Harold Bloom and the rest of the self-appointed literati have their panties in a wad that some other literati dare defy their taste.
They are angry that a woman, one who describes the rich and varied experience of being a woman, from that the angry and territorial women in The Golden Notebook to an older woman who still can love and lust (Love, Again, 1996.) Men have decried her writing as unfeminine and strident, even though depictions of such emotions in male characters would have been lauded as righteous anger or machismo.
Her most recent novel, The Cleft, has been roundly reviled because it is obviously science fiction and, as science fiction, it is not scientifically accurate, which is suspiciously like reviewing a restaurant and pronouncing the food inedible and the portions, too small. One of the definitions of post-modern fiction, as opposed to mere SF, is the inclusion of the supernatural in a scientific framwork. The Cleft is magical realism, not science fiction, and if Gabriel Garcia Marquez had written it, he would have been heralded for his bravery and seeing deeply into the natures of women because he is male.
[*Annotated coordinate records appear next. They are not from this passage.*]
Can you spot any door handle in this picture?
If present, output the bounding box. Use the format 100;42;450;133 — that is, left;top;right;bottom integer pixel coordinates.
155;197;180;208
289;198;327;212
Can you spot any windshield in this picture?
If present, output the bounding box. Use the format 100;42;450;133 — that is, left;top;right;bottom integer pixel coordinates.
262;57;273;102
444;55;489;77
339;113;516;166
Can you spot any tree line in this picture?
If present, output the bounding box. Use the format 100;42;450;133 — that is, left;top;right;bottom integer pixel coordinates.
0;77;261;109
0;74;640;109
The men who deem themselves to be the taste-makers have their over-sized noses out of joint. They will probably slam Doris Lessing’s work and the Nobel Committee’s taste again and again in the upcoming weeks because the coveted prize went to a woman instead of a man.
It’s sexism, pure and simple, just like Doris Lessing’s characters were angry about in The Golden Notebook in 1962.
TK Kenyon
Author of RABID: A Novel
“A genre-bending novel, part thriller, part literary slapdown.”
–Booklist Starred Review
1 comment:
Ironically, Lessing pretty much despises the kind of feminist who goes around shouting misogyny and chauvinism at every turn. Lessing certainly deserves the award -- simply because the people who choose the recipient chose her. That's how awards work, but they are also, by their very nature, subjective. No need to attack people who genuinely don't like her work.
Great Lessing quote:
"I find myself increasingly shocked at the unthinking and automatic rubbishing of men which is now so part of our culture that it is hardly even noticed."